The overall reception of the board game was positive. Entropymag says that the game "stand(s) apart from even the best sandboxes found in electronic games." TechRaptor rated it a 10.0 and described it as "one of the best, if not the best, solo game on the market." Board Games Land similarly mentioned that it "holds the crown as the best solo board game" and The Thoughtful Gamer said "you know it’s going to be difficult, but in the end it’s going to be a rewarding experience."

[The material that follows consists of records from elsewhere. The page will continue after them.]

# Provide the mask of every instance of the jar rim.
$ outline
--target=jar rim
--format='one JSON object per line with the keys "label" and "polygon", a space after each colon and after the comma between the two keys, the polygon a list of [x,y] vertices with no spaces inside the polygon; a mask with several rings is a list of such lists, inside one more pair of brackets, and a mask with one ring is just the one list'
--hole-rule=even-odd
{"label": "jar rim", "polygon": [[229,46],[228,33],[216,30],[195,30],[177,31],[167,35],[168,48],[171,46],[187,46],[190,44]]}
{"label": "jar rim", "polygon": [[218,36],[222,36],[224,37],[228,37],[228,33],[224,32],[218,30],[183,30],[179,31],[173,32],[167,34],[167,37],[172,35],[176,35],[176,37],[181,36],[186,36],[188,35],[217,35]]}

Within the first month of the game's release it was sold out due to an overwhelming response, prompting a second release.

===Awards and honors===

- 2011 Nominee for Dice Tower's Best Game of the Year Award for
- 2012 International Gamers Awards: Nominee in the General Strategy category
- 2012 Golden Geek Award for Most Thematic Board Game from Board Game Geek.
- 2013 Origins Awards Best Board Game Nominee
- 2012 Spiel der Spiele Hit für Experten Recommended
- 2012 Golden Geek Most Innovative Board Game Nominee
In 2019, Mage Knight Board Game was inducted into the Origins Award Hall of Fame.